Though 660ti is good option for multi gpu setups.



HorrayforPeePee said:


> how is this for i5 2500k -Motherboard MSI ZH77A G41 / Gigabyte H77 D3H ?



Kinda useless. h77 mobo's are not meant for unlocked k-series procs 
Use z77 mobos with k-series procs


----------



## vickybat (Dec 28, 2012)

That fall 2012 review by hardocp was with older drivers from nvidia mainly 310.33. 

Since 310.54, things have really changed a lot and 660-ti is again competitive. There are reviews available stating the same. 
Probably hardocp is planning a redux too.


----------



## sukesh1090 (Dec 28, 2012)

^^
in 310.54 the significant improvement is only for BF3 and assassins creed 3 for everything else it is 5-6% as stated by nvidia. reviews with these drivers are yet to come.


----------



## Skud (Dec 28, 2012)

Moreover the 7950 is still a clear winner in most of the cases, and the 7870's price is in another level altogether.

And AMD has also released a newer beta of Catalyst 12.11.


----------



## mandarpalshikar (Dec 28, 2012)

Guys... please also make a note of overclocking potential of HD7950.. it can reach clock speeds of 7970 very easily and can surpass them. At this point i.e. OCed at say 1050 clock and 1600 mem, it competes with gtx670.

HARDOCP - GALAXY GeForce GTX 660 Ti GC 3GB Overclock - GALAXY GTX 660 Ti GC OC vs. OC GTX 670 & HD 7950


----------



## vickybat (Dec 28, 2012)

7950 also suffers from frame time issues. Thus the choppiness in crossfire and its also reported that they exist in single gpu too.
Interestingly amd has admitted all of it. 

I have a feeling that by sacrificing frametime, amd cards are achieving higher fps which seem hollow as stated by a reviewer.
More articles on this are likely to surface after tech-report's findings. Hardocp is also planning some tests and they were the first to bring out amd's
choppiness in games. Its not only micro-stutter that plagues them.
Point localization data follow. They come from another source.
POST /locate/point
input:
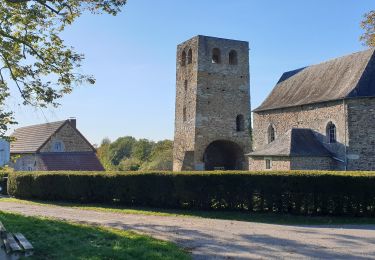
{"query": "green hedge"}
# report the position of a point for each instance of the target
(294, 192)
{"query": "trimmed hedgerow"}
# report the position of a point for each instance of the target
(293, 192)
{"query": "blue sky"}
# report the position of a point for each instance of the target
(132, 56)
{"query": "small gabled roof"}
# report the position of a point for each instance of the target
(30, 139)
(350, 76)
(79, 161)
(295, 142)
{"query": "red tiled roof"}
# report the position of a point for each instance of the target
(80, 161)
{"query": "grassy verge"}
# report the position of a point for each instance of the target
(227, 215)
(54, 239)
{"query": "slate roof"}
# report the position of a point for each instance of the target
(350, 76)
(80, 161)
(295, 142)
(30, 139)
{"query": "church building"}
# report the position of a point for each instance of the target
(320, 117)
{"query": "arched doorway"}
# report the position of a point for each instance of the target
(223, 154)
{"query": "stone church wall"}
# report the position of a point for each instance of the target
(315, 117)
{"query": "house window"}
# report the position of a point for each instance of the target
(185, 85)
(216, 55)
(190, 56)
(271, 134)
(183, 58)
(184, 114)
(331, 133)
(233, 57)
(268, 164)
(240, 123)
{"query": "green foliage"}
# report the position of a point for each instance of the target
(129, 154)
(368, 24)
(161, 157)
(3, 183)
(121, 148)
(33, 56)
(54, 239)
(130, 164)
(292, 192)
(103, 154)
(142, 149)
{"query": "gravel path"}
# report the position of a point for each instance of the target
(225, 239)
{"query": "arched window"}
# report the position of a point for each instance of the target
(185, 85)
(233, 57)
(183, 58)
(216, 55)
(271, 134)
(240, 123)
(190, 56)
(331, 133)
(184, 114)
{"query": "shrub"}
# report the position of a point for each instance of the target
(294, 192)
(3, 182)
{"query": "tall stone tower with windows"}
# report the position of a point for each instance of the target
(212, 105)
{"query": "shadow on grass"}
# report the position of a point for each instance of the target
(270, 218)
(54, 239)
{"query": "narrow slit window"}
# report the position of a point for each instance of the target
(331, 133)
(233, 57)
(190, 56)
(240, 123)
(216, 55)
(183, 58)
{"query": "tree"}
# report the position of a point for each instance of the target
(103, 154)
(33, 56)
(142, 149)
(161, 157)
(368, 24)
(121, 148)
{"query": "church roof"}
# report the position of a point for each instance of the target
(295, 142)
(350, 76)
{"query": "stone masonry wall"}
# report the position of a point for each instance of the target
(277, 164)
(184, 137)
(72, 141)
(216, 94)
(361, 125)
(315, 117)
(312, 163)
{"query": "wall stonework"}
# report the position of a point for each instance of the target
(216, 94)
(277, 163)
(71, 140)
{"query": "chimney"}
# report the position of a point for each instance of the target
(73, 122)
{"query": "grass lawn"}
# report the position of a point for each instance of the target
(54, 239)
(229, 215)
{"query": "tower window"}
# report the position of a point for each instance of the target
(271, 134)
(268, 164)
(184, 114)
(331, 133)
(183, 58)
(233, 57)
(185, 85)
(216, 55)
(190, 56)
(240, 123)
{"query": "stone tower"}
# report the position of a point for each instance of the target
(212, 105)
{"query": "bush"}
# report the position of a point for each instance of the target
(3, 182)
(294, 192)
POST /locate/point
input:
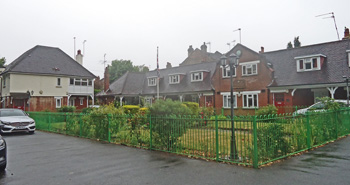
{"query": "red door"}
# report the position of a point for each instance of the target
(279, 102)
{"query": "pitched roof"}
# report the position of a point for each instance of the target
(134, 83)
(47, 61)
(333, 69)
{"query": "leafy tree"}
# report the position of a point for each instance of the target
(119, 67)
(297, 43)
(2, 62)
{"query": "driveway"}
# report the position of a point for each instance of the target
(45, 158)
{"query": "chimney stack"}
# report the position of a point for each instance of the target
(106, 79)
(190, 50)
(262, 50)
(346, 34)
(79, 57)
(204, 47)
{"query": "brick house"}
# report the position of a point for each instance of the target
(301, 75)
(46, 78)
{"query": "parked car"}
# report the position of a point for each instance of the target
(318, 107)
(3, 154)
(16, 120)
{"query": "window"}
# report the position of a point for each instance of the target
(152, 82)
(227, 101)
(250, 100)
(226, 72)
(309, 63)
(58, 81)
(249, 69)
(174, 79)
(58, 102)
(197, 76)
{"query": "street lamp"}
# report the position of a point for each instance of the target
(346, 79)
(233, 63)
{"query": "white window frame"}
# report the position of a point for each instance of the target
(246, 96)
(152, 81)
(174, 79)
(58, 101)
(226, 100)
(196, 76)
(226, 70)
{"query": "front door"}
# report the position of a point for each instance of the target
(279, 102)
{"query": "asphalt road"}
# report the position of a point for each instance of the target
(45, 159)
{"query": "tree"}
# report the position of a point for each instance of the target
(297, 43)
(120, 67)
(2, 62)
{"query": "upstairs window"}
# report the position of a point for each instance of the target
(226, 72)
(152, 82)
(309, 63)
(249, 69)
(174, 79)
(196, 76)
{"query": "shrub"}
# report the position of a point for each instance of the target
(193, 106)
(131, 109)
(66, 109)
(267, 110)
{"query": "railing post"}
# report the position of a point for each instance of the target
(80, 125)
(255, 142)
(308, 131)
(217, 137)
(150, 132)
(49, 122)
(109, 127)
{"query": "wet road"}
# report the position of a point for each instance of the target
(44, 159)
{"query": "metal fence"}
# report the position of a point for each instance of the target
(255, 142)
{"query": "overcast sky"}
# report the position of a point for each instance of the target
(133, 29)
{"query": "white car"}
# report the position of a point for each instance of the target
(318, 107)
(16, 120)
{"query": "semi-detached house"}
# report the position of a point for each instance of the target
(46, 78)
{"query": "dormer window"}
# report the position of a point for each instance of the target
(197, 76)
(309, 63)
(250, 68)
(152, 81)
(226, 72)
(174, 79)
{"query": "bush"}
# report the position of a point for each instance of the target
(66, 109)
(131, 109)
(193, 106)
(267, 110)
(169, 107)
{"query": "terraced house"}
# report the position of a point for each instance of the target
(46, 78)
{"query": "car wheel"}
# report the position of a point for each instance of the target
(3, 167)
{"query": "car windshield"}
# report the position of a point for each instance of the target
(9, 113)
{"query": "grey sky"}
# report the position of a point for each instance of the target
(133, 29)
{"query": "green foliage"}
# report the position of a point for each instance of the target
(193, 106)
(2, 62)
(169, 107)
(267, 110)
(131, 109)
(66, 109)
(329, 103)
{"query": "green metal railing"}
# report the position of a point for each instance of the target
(258, 140)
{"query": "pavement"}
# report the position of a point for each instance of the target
(47, 158)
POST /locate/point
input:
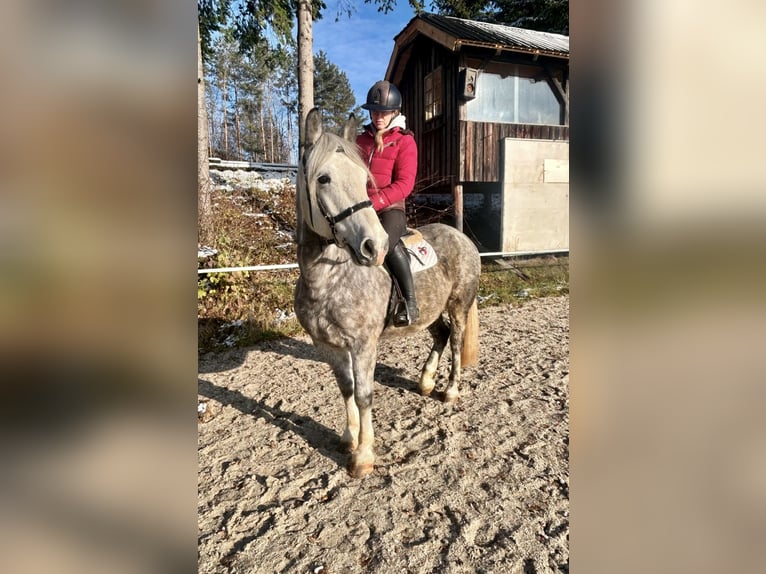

A new comparo is highly likely.


----------



## sumonpathak (Dec 29, 2012)

its about time they come out with a clear cut explanation for layman's as to HOW they compute the so called "99th percentile Frame time"..
as for techreport..well.....this speaks volumes IMHO AMD attempts to shape review content with staged release of info - The Tech Report
(from their experience they should have known that once they sign an NDA they have to abide by the companies clause,yet they come out with something like"AMD's shaping reviews hurr durr..")with all due respect...this aint expected of them...and the review is questioned..even by hard nvidia enthusiasts 
[The Tech Report] Radeon HD 7950 vs. GeForce GTX 660 Ti revisited

just saying....

maybe they should come out with a formula so that us mere mortals can grasp what they want us to understand..


----------



## mandarpalshikar (Dec 29, 2012)

I tested HD7950 crossfire today... and got choppiness only in FC3... all other games are running perfect - Hitman Absolution, Sleeping Dogs, Borderlands 2, Spec Ops The Line, Batman Series, Mass Effect 3, FIFA 13, Ghost Recon Future Soldier, Max Payne 3, Witcher 2 EE, Alan Wake, F1 2012, NFS Most Wanted, Metro 2033.
I've tested them personally today.


----------



## vickybat (Dec 29, 2012)

sumonpathak said:


> its about time they come out with a clear cut explanation for layman's as to HOW they compute the so called "99th percentile Frame time"..
> as for techreport..well.....this speaks volumes IMHO AMD attempts to shape review content with staged release of info - The Tech Report
> (from their experience they should have known that once they sign an NDA they have to abide by the companies clause,yet they come out with something like"AMD's shaping reviews hurr durr..")with all due respect...this aint expected of them...and the review is questioned..even by hard nvidia enthusiasts
> [The Tech Report] Radeon HD 7950 vs. GeForce GTX 660 Ti revisited
> ...



Yup buddy i agree with that. We need some more light on this.
I had heard hardocp is doing some tests on this. Maybe it might answer a lot of questions that were stockpiled from that earlier review.


----------



## sumonpathak (Dec 29, 2012)

i sincerely hope so...coz they are losing reader base fast..
and adding to that the previous blasting at AMD for nothing...they are walking on the borderline to be termed as NV fanboys.


----------



## Harsh Pranami (Dec 29, 2012)

Radeon 7950 is my bet.


----------



## sumonpathak (Dec 29, 2012)

Also..we have radeon PRO 
the learning curve is easy..


----------



## ico (Dec 29, 2012)

mandarpalshikar said:


> I tested HD7950 crossfire today... and got choppiness only in FC3... all other games are running perfect - Hitman Absolution, Sleeping Dogs, Borderlands 2, Spec Ops The Line, Batman Series, Mass Effect 3, FIFA 13, Ghost Recon Future Soldier, Max Payne 3, Witcher 2 EE, Alan Wake, F1 2012, NFS Most Wanted, Metro 2033.
> I've tested them personally today.


User experience > Commenting after reading reviews.


----------



## Skud (Dec 29, 2012)

Yup!!! 

From fps to min fps to 99th percentile frame time... lol... what's next? Also IIRC that review showed a single card's latency to be higher than a CF setup.


----------



## sumonpathak (Dec 29, 2012)

Min FPS is acceptable..but 99th percentile...wel...errr.......BSOD.


----------



## ico (Dec 29, 2012)

Enough de-railing.


----------



## techdabangg (Jan 1, 2013)

@OP - What have you decided after all this lengthy discussion ?


----------



## hitman4 (Jan 4, 2013)

so does this thread concludes that HD 7950 is better than GTX 660 Ti.....?


----------